The Razor Wars, because you'll believe anything...

The Dread Pirate Corky swings in on the rigging from anther thread to hijack this one Arrr! Pirates don’t need any shavin’ razors. Well apart from cuttin’ throats and we have a cutlass for that.

We’re reaching convergence when the fake news has more credibility than the real news. I’m waiting for Ted Koppel to take over The Daily Show.

Just wanna note – this isn’t the first case of fake news predating reality. several of Laugh-In’s “News of the Future” comedy bits actually happened. And HarvArd Lampoon’s parody of USA Today has the headline story about the divorce between Prince Charles and Lady Di a decade before the real thing. (I bought the USA Today real story to keep right next to the parody one).

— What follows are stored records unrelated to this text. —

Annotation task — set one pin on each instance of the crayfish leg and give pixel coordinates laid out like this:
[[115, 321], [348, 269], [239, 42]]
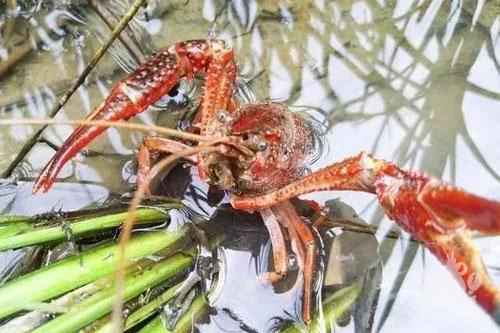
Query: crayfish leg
[[136, 93], [280, 255], [462, 258], [452, 207], [305, 249]]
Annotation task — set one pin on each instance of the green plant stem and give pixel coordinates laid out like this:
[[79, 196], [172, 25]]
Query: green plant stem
[[143, 312], [28, 236], [101, 303], [76, 271], [185, 324], [334, 307]]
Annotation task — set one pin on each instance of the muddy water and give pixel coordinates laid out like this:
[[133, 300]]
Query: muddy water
[[415, 82]]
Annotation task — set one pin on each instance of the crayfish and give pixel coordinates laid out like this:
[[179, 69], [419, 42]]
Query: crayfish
[[258, 154]]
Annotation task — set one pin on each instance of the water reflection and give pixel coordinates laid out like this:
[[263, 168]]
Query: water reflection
[[415, 82]]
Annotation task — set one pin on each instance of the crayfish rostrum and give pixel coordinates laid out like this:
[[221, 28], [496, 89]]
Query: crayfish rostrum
[[258, 153]]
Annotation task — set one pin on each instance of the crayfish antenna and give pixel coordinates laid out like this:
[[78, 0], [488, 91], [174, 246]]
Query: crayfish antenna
[[134, 94]]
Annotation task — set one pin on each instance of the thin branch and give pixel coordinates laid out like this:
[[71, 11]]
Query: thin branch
[[98, 55]]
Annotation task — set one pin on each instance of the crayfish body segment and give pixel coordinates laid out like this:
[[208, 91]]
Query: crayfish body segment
[[261, 158]]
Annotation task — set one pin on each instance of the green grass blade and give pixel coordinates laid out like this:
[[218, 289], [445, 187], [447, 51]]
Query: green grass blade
[[185, 324], [334, 307], [29, 236], [143, 312], [101, 303], [76, 271]]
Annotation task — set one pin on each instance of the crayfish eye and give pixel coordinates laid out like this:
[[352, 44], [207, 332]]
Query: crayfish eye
[[261, 145], [223, 116]]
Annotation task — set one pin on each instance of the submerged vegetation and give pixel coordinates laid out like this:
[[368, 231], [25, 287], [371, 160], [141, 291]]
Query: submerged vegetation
[[413, 81]]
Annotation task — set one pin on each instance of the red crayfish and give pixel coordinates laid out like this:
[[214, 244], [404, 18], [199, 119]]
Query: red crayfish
[[260, 160]]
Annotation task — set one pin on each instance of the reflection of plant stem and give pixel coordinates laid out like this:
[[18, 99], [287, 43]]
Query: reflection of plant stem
[[94, 5], [97, 56], [19, 53]]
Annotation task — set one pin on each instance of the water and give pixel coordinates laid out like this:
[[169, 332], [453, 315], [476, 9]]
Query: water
[[415, 82]]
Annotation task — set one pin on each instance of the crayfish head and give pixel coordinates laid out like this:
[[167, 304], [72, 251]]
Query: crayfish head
[[281, 142]]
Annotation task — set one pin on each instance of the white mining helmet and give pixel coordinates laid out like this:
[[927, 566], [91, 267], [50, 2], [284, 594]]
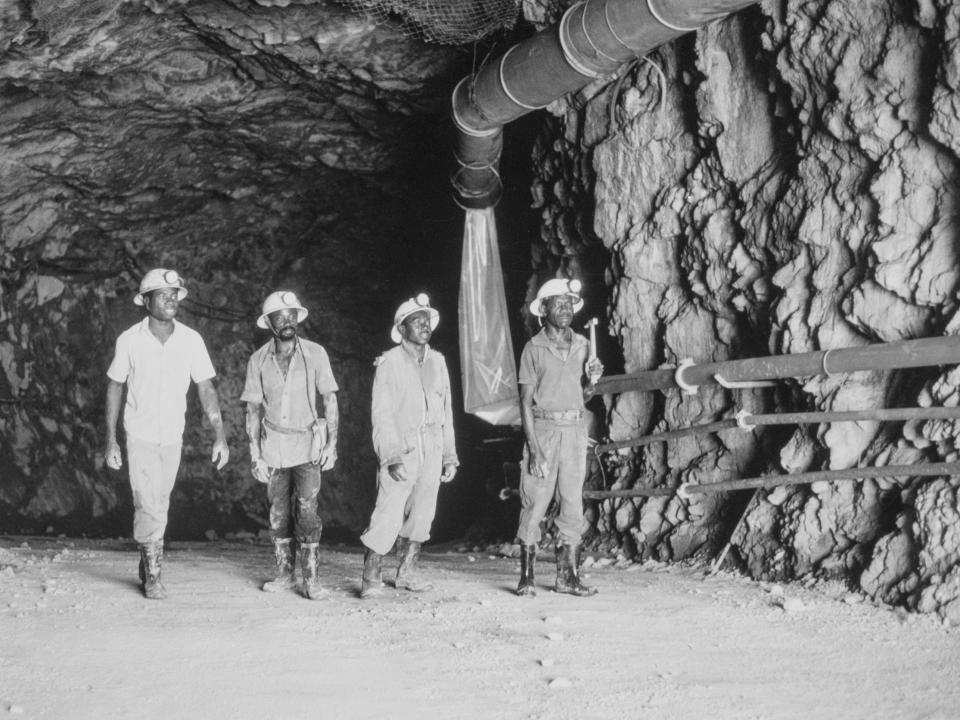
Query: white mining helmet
[[281, 300], [157, 279], [552, 288], [408, 308]]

Their was a classic “News of the Future” from around '68 that made a joke about President Reagan in 1984.

My razor blade has an edge composed of quantum singularities. No stubble to rinse away! :smiley:

I lay down under the lawnmower. It’s not that close, but the stubble gets mulched, so I have that going for me.

That Onion article was restrained compared to the real-world promos.

Listen to this guy. . .

“The Schick launch has nothing to do with this, it’s like comparing a Ferrari to a Volkswagen as far as we’re concerned,” said Chairman, President and Chief Executive James Kilts.

From the real article

From the Onion article

Hilarious. Nice find, Hail Ants.

Will this do?

C’mon girls…enough with the multiblade razors.

Real men singe it off with a blowtorch.

Every morning a masked mexican swordsman comes over and removes my 5:00 shadow with a quick flick of the wrist. Fast and painless but sometimes he leaves with my lady over his shoulder.

[dead camp voice]“Removes my 5:00 shadow”? Is that what the boys are calling it now?[/dcv] :stuck_out_tongue:

I find this suspect…

I’ve never understood what a “power razor” (not an electric) is supposed to do. My hand shakes enough on it’s own already.

Rather than pull the hair until the blade cuts it, the movement of the blades cut through the hair like a little chain-saw. It really does make a difference.